Daily Hürriyet has revealed the best Turkish cities for women to live in, according to data from the Turkish Statistical Institute, Istanbul, city with a population of 7 million women, comes out on top
Data collected by the Turkish Statistical Institute (TÜİK) for 2011 provides an overview of the situation of women in terms of education, professions, marriage, suicide and many other factors. Daily Hürriyet analyzed this information and came up with a list of the most women-friendly cities in Turkey.
According to the data, the best city for women to live in is Istanbul. With a female population of 7 million, Istanbul tops the list thanks to its high participation of women in politics. However, with only 160 female members out of a total of 13,154 municipality members, it still comes second worst in this area to Diyarbakır.
Istanbul has a lower rate of early marriage, and the rate of women aged over 14 who have graduated from high school is relatively high. For example, out of 5.2 million women, a total of 1.1 million, or 21 percent, have graduated from high school, university or both. On the other hand, Istanbul scores negatively for its high rates of suicide. Out of a sample of 100,000 women, 1.4 will attempt to commit suicide in Istanbul.
The Black Sea province of Rize, the hometown of Prime Minister Recep Tayyip Erdoğan, also ranks among the top ten in the list.
According to Professor Aliye Aktaş of Selçuk University’s School of Health Sciences, Rize achieved a high ranking in the list due to the matriarchal family structure that predominates in the city.
Rize: a unique city
“One of the main factors that make Rize a unique city is women’s authority in the family. They also take part in employment more actively. [In Rize] the women pick tea plants and hazelnuts and get paid for it. These women can invest their money in whatever they want. This process is also supported by markets. Besides, they take [Prime Minister Recep Tayyip Erdoğan] as an example. They think that if they work hard, their child could also become prime minister,” Aktaş said.
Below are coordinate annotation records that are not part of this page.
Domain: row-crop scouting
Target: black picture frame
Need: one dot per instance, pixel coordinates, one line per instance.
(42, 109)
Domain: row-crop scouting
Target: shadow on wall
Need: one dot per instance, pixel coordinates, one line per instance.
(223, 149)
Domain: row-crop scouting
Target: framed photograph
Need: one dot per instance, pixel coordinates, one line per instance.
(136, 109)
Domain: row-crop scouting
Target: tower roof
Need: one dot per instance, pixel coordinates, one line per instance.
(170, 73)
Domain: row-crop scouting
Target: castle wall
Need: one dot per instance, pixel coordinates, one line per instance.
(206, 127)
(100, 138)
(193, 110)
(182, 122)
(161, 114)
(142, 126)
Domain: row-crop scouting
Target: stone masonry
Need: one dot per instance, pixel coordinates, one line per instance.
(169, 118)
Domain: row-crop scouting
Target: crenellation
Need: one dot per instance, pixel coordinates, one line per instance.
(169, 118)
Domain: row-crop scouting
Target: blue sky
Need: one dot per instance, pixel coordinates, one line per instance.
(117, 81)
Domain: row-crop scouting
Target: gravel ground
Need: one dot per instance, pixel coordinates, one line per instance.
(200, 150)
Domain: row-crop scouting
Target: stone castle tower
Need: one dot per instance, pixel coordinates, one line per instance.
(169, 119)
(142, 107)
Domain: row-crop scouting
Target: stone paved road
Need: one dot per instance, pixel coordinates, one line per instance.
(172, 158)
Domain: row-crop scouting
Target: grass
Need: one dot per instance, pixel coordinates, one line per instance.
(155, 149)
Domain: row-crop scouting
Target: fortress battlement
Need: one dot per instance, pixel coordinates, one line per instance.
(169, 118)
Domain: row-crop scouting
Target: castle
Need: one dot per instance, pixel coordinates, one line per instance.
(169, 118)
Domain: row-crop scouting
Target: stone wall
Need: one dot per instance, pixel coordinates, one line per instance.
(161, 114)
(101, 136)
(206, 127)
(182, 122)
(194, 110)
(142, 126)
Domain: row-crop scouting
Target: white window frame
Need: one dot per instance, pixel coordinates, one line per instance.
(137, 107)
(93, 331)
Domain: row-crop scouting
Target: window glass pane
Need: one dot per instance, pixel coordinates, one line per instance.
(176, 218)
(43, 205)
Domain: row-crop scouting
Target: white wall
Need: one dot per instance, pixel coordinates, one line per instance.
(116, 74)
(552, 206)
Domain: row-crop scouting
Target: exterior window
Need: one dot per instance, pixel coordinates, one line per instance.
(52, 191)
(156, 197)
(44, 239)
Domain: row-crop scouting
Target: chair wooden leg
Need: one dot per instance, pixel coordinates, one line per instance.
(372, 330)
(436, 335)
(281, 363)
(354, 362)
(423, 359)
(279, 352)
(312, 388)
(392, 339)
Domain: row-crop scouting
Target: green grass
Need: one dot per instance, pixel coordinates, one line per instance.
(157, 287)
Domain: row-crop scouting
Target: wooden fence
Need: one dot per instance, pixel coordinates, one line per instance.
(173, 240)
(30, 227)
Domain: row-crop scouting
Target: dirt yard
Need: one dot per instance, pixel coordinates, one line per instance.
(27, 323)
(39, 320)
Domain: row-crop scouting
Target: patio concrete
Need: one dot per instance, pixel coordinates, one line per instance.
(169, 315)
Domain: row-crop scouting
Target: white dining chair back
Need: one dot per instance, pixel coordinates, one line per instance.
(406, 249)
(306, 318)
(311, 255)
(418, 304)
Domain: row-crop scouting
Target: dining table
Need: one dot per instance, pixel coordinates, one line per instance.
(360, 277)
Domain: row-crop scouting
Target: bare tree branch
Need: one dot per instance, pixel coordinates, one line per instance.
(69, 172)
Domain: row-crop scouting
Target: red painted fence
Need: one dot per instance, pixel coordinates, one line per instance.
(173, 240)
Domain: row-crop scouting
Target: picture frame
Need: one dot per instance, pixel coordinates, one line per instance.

“As the welfare of a city increases, their contribution to GNP increases, too. Consequently, its positive reflections on women can be observed at every level. Actually, this is a matter of growth and development. As a city develops and grows economically, women naturally increase their presence in that city. Istanbul ranks in first place, thanks to its female employment rates and contribution to production. In Ankara, on the other hand, the presence of the Parliament, government offices and universities guarantee the individualization of women and their integration into society,” Aktaş added.
In the data, the city of Bilecik in the Marmara region ranks as the city where violence against women is most widespread. However, Aktaş does not find this surprising, and says it is down to higher levels of reporting. “I do not think that this is unexpected. Bilecik is in Marmara and there are many women in the professional world. They are well aware of everything, so that’s why they raise their voices and this sometimes leads to violence,” she said. Aktaş also said that the reason honor killings had not been eradicated was because women did not raise their voices, especially in regions where the practice occurs most often.